When a node overflows, or during the tuning phase, transitions from one node type to another occur. Then, all node entries must be migrated from one node instance to a newly created of another type. For many node types this implemented generically. However, for some migrations, e.g. to rewired nodes, between 4/16/48, efficient specializations have been implemented. All migration-related code is located in nodes/migrate/.

Measurements

For a decent costmodel, we measure the cost of a single lookup in different node types for three cases: Node is cached, node header is cached, the node is not cached at all. These finegrained measurements are possible by combining three assembler instructions:

  • mfence as memory barrier, to separate the code to be measured
  • rdtsc for measuring cycles exactly.
  • clflush for flushing single caches from the caches

To get reliable numbers, single measurements are repeated and the median is computed. The complete implementation can be found in measurements/measurements.cpp

Tuning

The tuning component is of course one main component of a self-tuning adaptive radix tree. All tuning-related code can be found in tuning, [tuning/tuning.tcc] contains the main tuning procedure including dynamic programming.

During the tuning phase, we attach tags to the tree nodes by misusing the prefix field. After tuning, we restore the prefix fields. This allows for optimization without permant memory overhead. Have a look at tuning/util/tag_manager.tcc for more details.

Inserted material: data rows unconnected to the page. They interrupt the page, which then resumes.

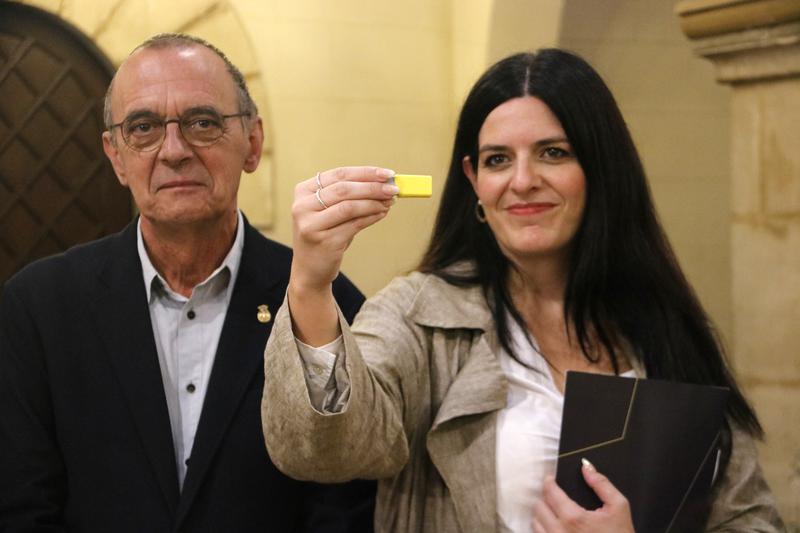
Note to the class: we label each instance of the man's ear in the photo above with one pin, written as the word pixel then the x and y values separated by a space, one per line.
pixel 112 153
pixel 466 166
pixel 255 142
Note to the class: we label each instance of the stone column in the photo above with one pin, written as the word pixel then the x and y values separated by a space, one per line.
pixel 755 48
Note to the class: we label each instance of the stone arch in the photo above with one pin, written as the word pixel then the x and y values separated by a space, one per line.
pixel 119 26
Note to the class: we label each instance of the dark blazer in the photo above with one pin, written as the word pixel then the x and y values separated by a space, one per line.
pixel 85 440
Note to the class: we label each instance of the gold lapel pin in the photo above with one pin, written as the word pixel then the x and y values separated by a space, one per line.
pixel 263 315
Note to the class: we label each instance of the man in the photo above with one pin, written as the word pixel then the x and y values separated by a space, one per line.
pixel 131 367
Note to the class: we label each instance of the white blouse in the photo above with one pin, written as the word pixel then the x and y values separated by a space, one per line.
pixel 528 433
pixel 528 428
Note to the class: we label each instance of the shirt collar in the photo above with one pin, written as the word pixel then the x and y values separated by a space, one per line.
pixel 231 262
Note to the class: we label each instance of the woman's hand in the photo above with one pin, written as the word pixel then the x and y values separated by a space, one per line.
pixel 328 210
pixel 558 513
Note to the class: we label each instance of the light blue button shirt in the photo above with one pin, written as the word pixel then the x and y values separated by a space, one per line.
pixel 187 332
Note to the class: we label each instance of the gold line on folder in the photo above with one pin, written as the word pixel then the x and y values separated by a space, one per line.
pixel 624 427
pixel 689 488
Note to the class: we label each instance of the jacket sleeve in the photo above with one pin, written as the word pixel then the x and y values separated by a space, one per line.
pixel 367 438
pixel 32 478
pixel 743 502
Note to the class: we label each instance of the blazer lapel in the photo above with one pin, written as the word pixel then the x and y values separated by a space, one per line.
pixel 122 320
pixel 461 442
pixel 240 355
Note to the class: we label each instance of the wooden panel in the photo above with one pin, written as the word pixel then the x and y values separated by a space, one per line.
pixel 57 188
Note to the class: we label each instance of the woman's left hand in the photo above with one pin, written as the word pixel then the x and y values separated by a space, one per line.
pixel 558 513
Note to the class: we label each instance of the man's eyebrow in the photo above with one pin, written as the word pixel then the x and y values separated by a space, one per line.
pixel 141 113
pixel 540 142
pixel 149 113
pixel 201 110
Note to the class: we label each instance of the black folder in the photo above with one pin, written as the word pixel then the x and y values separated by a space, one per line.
pixel 657 441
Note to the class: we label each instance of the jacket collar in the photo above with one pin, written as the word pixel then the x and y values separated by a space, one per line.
pixel 462 439
pixel 440 304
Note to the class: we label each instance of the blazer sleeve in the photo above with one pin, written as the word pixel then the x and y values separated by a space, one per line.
pixel 32 478
pixel 743 502
pixel 367 438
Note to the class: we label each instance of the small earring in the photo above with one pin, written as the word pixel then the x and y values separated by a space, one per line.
pixel 480 214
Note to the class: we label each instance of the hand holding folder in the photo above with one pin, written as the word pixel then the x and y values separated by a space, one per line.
pixel 656 441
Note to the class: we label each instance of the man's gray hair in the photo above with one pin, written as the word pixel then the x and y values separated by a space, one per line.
pixel 182 40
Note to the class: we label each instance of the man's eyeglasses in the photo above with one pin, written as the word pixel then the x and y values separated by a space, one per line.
pixel 145 131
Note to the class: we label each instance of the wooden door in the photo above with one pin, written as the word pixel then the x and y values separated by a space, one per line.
pixel 57 188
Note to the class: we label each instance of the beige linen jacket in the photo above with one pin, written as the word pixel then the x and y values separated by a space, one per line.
pixel 424 389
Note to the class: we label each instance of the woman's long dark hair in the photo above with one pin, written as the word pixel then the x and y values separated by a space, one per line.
pixel 624 280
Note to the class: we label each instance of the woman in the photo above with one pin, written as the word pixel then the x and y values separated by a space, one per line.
pixel 546 256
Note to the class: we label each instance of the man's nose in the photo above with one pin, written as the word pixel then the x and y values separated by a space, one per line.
pixel 174 148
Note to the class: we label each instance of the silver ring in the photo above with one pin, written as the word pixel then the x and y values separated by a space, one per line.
pixel 323 204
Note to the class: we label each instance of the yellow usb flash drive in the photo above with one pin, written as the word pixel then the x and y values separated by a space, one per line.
pixel 413 186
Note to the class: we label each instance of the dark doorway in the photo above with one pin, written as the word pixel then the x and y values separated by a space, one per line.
pixel 57 188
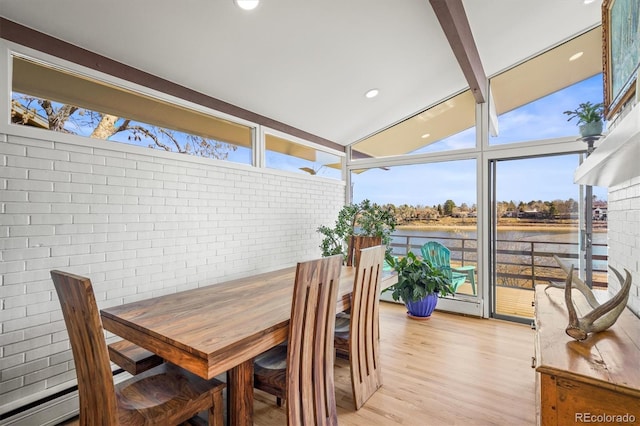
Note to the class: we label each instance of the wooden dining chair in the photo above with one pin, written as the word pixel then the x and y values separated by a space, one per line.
pixel 302 371
pixel 163 395
pixel 360 340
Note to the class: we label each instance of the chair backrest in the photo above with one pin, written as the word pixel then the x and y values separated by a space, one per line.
pixel 357 243
pixel 438 255
pixel 364 345
pixel 310 354
pixel 96 390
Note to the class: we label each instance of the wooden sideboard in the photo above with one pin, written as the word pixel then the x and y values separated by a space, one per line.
pixel 595 381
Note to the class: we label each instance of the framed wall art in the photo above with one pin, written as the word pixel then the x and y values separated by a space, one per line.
pixel 621 51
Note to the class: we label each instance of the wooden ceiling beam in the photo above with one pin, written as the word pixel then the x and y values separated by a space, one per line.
pixel 455 25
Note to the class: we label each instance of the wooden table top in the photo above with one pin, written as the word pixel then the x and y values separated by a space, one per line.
pixel 212 329
pixel 608 359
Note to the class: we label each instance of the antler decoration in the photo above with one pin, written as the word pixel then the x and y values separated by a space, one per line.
pixel 602 316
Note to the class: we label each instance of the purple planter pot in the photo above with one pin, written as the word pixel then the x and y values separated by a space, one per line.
pixel 422 309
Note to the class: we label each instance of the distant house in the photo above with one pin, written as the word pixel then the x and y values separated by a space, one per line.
pixel 600 213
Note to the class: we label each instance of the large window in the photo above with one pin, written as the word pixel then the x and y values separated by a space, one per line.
pixel 283 153
pixel 59 100
pixel 530 98
pixel 432 202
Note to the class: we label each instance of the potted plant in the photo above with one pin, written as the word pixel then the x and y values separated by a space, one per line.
pixel 589 118
pixel 419 284
pixel 365 219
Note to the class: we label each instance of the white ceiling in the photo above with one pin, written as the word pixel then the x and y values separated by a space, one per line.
pixel 308 63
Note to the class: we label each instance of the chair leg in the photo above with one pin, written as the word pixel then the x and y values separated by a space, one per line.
pixel 216 412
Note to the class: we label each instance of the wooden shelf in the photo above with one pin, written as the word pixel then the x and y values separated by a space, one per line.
pixel 615 158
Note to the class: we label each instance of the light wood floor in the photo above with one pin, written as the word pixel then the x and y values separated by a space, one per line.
pixel 448 370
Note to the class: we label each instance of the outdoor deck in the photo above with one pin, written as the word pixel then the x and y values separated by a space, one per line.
pixel 512 301
pixel 448 370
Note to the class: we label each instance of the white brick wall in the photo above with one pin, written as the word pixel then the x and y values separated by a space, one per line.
pixel 624 237
pixel 139 223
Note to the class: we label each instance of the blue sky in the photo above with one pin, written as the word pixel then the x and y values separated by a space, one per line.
pixel 546 178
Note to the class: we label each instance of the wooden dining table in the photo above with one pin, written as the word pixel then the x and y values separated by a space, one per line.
pixel 221 327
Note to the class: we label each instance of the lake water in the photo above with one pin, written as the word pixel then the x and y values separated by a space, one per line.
pixel 549 240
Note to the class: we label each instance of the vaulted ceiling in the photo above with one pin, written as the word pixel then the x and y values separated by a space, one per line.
pixel 308 64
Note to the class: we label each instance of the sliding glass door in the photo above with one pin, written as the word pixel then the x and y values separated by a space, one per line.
pixel 537 212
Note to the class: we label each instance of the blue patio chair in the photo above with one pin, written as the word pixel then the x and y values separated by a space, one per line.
pixel 440 257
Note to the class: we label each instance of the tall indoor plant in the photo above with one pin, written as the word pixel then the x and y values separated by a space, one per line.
pixel 589 117
pixel 419 284
pixel 361 219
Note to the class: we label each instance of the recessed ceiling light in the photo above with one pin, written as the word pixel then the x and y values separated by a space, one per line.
pixel 576 56
pixel 247 4
pixel 372 93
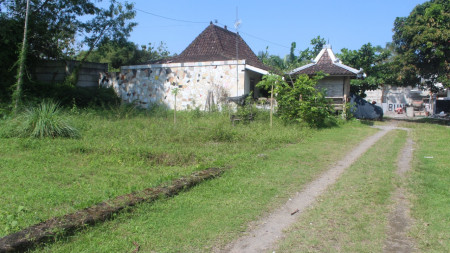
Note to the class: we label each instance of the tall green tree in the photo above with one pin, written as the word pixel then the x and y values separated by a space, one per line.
pixel 377 63
pixel 274 61
pixel 422 43
pixel 53 28
pixel 123 52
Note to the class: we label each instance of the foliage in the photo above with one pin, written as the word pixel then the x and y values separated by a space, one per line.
pixel 67 95
pixel 248 111
pixel 376 63
pixel 351 216
pixel 300 100
pixel 292 61
pixel 44 120
pixel 54 27
pixel 306 55
pixel 421 41
pixel 122 52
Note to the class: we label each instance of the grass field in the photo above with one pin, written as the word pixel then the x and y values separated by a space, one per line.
pixel 119 154
pixel 116 155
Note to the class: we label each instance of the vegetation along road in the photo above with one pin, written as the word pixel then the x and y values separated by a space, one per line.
pixel 264 168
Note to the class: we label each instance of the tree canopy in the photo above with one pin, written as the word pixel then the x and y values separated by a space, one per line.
pixel 123 52
pixel 377 64
pixel 422 42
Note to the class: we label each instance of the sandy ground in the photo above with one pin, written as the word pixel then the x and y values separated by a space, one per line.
pixel 263 234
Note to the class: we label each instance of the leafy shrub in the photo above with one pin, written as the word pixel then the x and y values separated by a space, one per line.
pixel 248 111
pixel 44 120
pixel 222 133
pixel 67 95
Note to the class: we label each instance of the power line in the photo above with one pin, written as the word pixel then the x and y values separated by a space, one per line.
pixel 173 19
pixel 203 22
pixel 271 42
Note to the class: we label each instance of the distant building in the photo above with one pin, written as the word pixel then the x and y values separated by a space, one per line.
pixel 217 65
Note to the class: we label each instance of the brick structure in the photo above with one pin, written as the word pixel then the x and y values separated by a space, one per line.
pixel 217 65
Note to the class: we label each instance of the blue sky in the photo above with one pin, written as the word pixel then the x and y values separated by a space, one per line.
pixel 345 23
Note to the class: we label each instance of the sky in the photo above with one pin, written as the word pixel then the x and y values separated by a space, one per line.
pixel 274 24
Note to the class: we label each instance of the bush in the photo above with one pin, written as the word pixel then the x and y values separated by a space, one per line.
pixel 44 120
pixel 68 94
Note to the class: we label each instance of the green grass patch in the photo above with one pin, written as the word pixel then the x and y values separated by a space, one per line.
pixel 352 215
pixel 264 171
pixel 120 151
pixel 429 187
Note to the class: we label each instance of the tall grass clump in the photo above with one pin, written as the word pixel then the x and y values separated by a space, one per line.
pixel 44 120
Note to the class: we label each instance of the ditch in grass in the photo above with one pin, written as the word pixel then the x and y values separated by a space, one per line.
pixel 429 187
pixel 352 215
pixel 44 178
pixel 215 212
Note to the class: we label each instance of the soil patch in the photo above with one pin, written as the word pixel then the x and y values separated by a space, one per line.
pixel 399 218
pixel 68 224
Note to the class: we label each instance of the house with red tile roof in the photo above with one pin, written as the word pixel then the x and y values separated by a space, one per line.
pixel 337 82
pixel 217 65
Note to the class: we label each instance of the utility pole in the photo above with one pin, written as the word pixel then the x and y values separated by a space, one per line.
pixel 236 25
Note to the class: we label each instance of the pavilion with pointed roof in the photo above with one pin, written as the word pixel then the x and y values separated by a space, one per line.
pixel 219 44
pixel 337 81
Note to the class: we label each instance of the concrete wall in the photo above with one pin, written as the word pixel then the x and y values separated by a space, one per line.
pixel 198 83
pixel 57 71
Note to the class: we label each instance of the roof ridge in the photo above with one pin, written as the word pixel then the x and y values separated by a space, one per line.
pixel 214 27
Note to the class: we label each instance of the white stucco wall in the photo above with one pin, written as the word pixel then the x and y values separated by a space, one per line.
pixel 154 83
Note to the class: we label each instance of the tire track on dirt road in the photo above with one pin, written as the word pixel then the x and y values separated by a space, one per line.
pixel 267 231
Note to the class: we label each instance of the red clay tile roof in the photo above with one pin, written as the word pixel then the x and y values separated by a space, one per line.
pixel 217 44
pixel 326 64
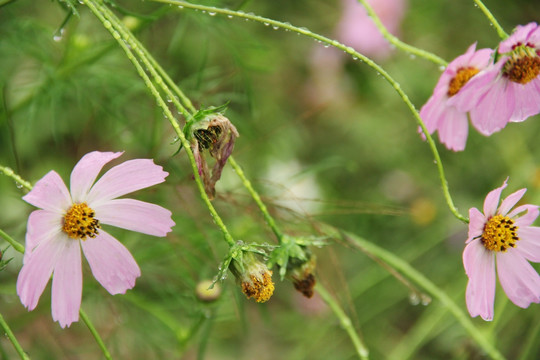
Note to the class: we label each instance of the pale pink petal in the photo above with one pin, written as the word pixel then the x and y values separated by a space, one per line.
pixel 477 221
pixel 494 109
pixel 111 263
pixel 36 272
pixel 453 129
pixel 86 171
pixel 480 268
pixel 67 285
pixel 42 225
pixel 135 215
pixel 527 100
pixel 125 178
pixel 529 244
pixel 510 201
pixel 526 219
pixel 492 200
pixel 50 193
pixel 518 278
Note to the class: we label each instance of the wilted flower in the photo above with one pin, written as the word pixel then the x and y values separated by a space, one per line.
pixel 70 221
pixel 438 114
pixel 215 134
pixel 508 90
pixel 504 238
pixel 253 276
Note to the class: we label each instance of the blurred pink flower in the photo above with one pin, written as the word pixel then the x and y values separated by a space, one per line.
pixel 508 90
pixel 67 222
pixel 503 238
pixel 438 114
pixel 356 28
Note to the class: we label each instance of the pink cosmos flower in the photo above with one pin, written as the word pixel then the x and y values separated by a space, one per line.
pixel 356 28
pixel 508 90
pixel 438 114
pixel 70 221
pixel 502 238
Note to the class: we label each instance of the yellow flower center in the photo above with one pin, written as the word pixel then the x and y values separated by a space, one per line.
pixel 499 234
pixel 79 222
pixel 462 77
pixel 259 287
pixel 523 66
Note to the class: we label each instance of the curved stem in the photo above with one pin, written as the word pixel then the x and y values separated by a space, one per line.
pixel 9 334
pixel 122 36
pixel 398 43
pixel 356 55
pixel 502 34
pixel 345 321
pixel 94 333
pixel 247 184
pixel 18 180
pixel 18 247
pixel 415 276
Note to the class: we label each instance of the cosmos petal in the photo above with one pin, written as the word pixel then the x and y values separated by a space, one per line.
pixel 67 285
pixel 136 215
pixel 480 268
pixel 86 171
pixel 111 263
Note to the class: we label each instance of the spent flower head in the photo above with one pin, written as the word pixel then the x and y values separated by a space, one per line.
pixel 509 89
pixel 438 114
pixel 70 221
pixel 211 132
pixel 503 238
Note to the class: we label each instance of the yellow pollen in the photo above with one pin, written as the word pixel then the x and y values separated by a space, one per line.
pixel 462 77
pixel 522 68
pixel 259 287
pixel 499 234
pixel 79 222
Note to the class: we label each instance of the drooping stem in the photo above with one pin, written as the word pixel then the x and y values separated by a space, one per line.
pixel 18 247
pixel 345 321
pixel 356 55
pixel 398 43
pixel 502 34
pixel 18 180
pixel 9 334
pixel 247 184
pixel 423 282
pixel 123 37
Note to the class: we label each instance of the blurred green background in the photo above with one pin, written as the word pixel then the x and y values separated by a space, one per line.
pixel 342 150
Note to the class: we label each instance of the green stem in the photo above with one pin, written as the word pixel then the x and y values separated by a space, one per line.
pixel 346 323
pixel 18 180
pixel 415 276
pixel 7 331
pixel 356 55
pixel 94 332
pixel 398 43
pixel 122 36
pixel 502 34
pixel 247 184
pixel 12 242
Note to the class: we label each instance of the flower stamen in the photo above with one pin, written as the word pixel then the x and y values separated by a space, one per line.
pixel 499 234
pixel 79 222
pixel 463 75
pixel 523 66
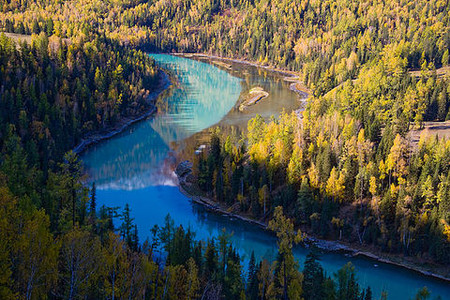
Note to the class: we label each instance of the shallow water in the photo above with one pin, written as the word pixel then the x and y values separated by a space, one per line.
pixel 132 167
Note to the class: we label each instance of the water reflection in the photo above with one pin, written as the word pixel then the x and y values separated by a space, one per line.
pixel 138 157
pixel 131 167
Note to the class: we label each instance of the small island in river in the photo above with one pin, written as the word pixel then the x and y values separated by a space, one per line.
pixel 255 95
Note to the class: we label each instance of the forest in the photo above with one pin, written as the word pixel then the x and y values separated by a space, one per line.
pixel 346 170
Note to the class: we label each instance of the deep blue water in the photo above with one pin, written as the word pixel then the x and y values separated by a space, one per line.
pixel 133 168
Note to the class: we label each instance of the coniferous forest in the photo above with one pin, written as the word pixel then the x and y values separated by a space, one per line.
pixel 348 169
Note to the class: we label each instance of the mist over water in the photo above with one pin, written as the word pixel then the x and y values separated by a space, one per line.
pixel 135 167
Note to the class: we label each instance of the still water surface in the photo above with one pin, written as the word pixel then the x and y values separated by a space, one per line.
pixel 132 167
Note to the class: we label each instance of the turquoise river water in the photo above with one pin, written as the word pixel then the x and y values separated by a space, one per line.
pixel 132 167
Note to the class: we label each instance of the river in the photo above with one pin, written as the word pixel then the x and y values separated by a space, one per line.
pixel 134 166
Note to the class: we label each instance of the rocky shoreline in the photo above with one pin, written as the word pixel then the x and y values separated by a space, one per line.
pixel 240 61
pixel 186 184
pixel 98 136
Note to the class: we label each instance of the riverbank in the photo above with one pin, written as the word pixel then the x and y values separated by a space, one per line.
pixel 95 137
pixel 187 186
pixel 291 76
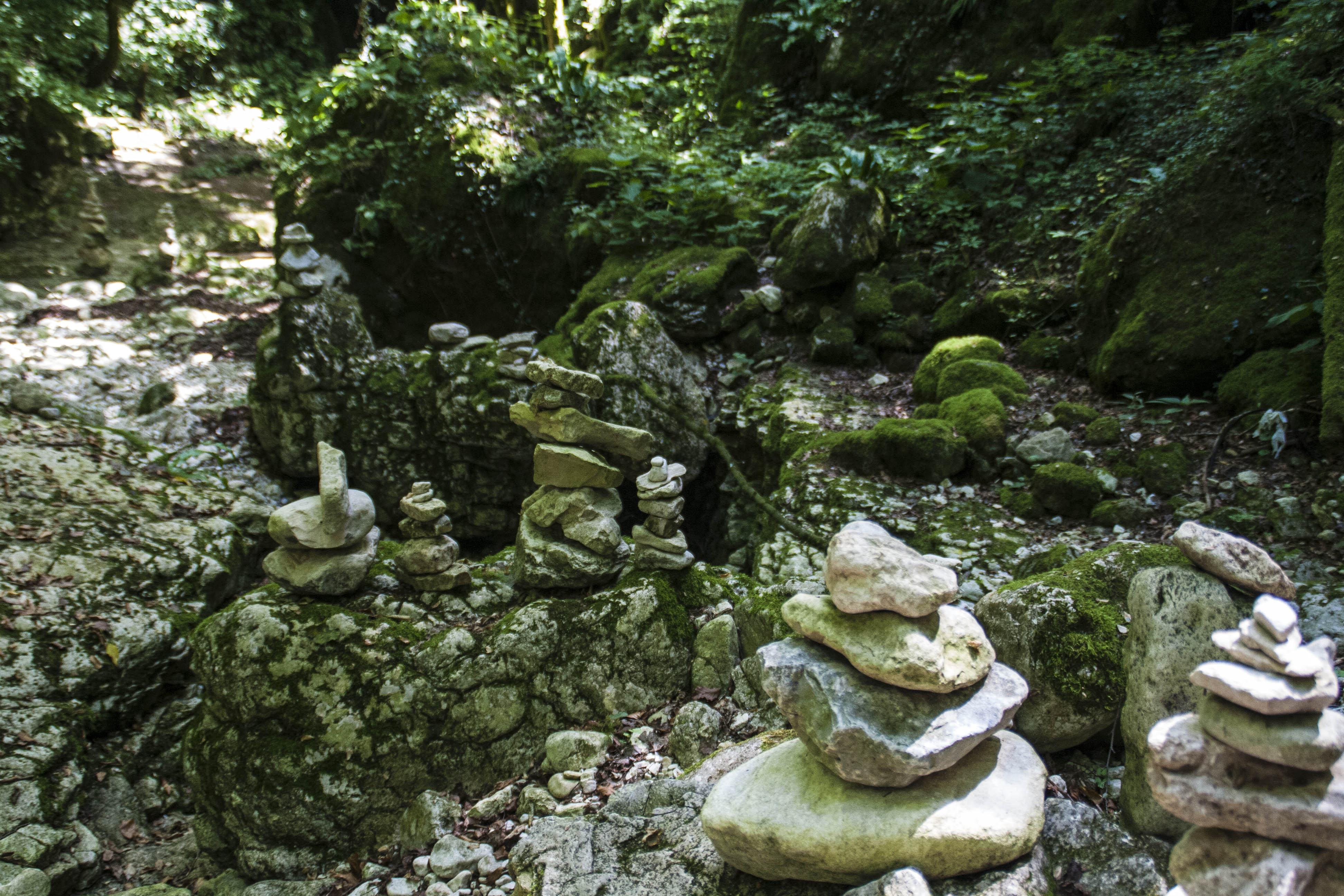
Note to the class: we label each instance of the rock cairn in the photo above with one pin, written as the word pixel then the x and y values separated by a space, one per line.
pixel 568 536
pixel 902 759
pixel 660 544
pixel 428 561
pixel 327 542
pixel 1256 767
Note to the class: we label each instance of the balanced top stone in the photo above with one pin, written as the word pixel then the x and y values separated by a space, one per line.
pixel 1234 559
pixel 1277 616
pixel 568 425
pixel 870 570
pixel 335 518
pixel 448 334
pixel 543 370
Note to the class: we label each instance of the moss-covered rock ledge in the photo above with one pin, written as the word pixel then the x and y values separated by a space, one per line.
pixel 320 723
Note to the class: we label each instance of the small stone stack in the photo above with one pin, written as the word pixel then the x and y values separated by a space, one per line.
pixel 660 544
pixel 1256 765
pixel 568 536
pixel 515 351
pixel 902 758
pixel 428 561
pixel 327 542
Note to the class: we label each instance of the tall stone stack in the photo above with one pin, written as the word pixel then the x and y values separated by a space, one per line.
pixel 902 759
pixel 568 536
pixel 327 542
pixel 660 544
pixel 1257 766
pixel 428 561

The tuning process can be split into three phases:

  1. Cache estimation: First, we iterate through the tree and estimate which nodes will most likely reside in L1/L2/L3 or no cache using tuning/util/cache_estimator.tcc. This estimation is then stored in the node's tag.
  2. Dynamic programming: Next, we apply dynamic programming to optimize the replacement decisions based on the cost model The tree is visited bottom up, relevant DP data is accumulated using the dp_data type.
  3. Replacing Finally, the decisions made during dynamic programming are realized.

Rewiring

As noted before, two multilevel nodes, Rewired64K and Rewired16M use a technique called rewiring that was proposed by Schuhknecht et. al. in 2016. Rewiring allows mapping multiple virtual pages to the same physical pages, which is exploited in our rewired node implementations.

The rewiring implementation proposed in 2016 uses main memory files and mmap cales. Thus, no preparation is required, a recent Linux kernel is enough. Still, this way of implementing rewiring is far from perfect, causing many costly system calls and page faults as well as a significant kernel memory overhead. These drawbacks can be avoided by inserting a kernel module for rewiring. Both approaches are implemented in util/rewiring/. mmap-based rewiring is the default.

Test

This project can be tested by running a google test suite located under test/. These black-box tests use various datasets to verify the functionality: dense32, dense64, random32, random64, zipf64, random string, url

SOSD integration

For a simple integration of our implementation into the SOSD benchmark, we provide two wrapper classes:

  • sosd-competitor-adapter-ART.h: no START features: only standard ART nodes, no tuning
  • sosd-competitor-adapter-START.h: also uses the three START nodes (Rewired64K, Rewired16M, MultiNode4) and the self-tuning component

Follow this instructions to integrate our ART/START implementation into SOSD:

  1. Checkout the SOSD benchmark
  2. change to the competitor directory and checkout this repository
  3. add to benchmark.cc:
#include "competitors/START/sosd-competitor-adapter-ART.h"
#include "competitors/START/sosd-competitor-adapter-START.h"
[...]
benchmark.Run<ART_NEW<uint32_t>>();
benchmark.Run<START<uint32_t>>();
[...]
benchmark.Run<ART_NEW<uint64_t>>();
benchmark.Run<START<uint64_t>>();
  1. follow the SOSD README to install all dependencies, build and run the benchmark

Build

Before building make sure that both, boost hana and boost preprocessor are installed.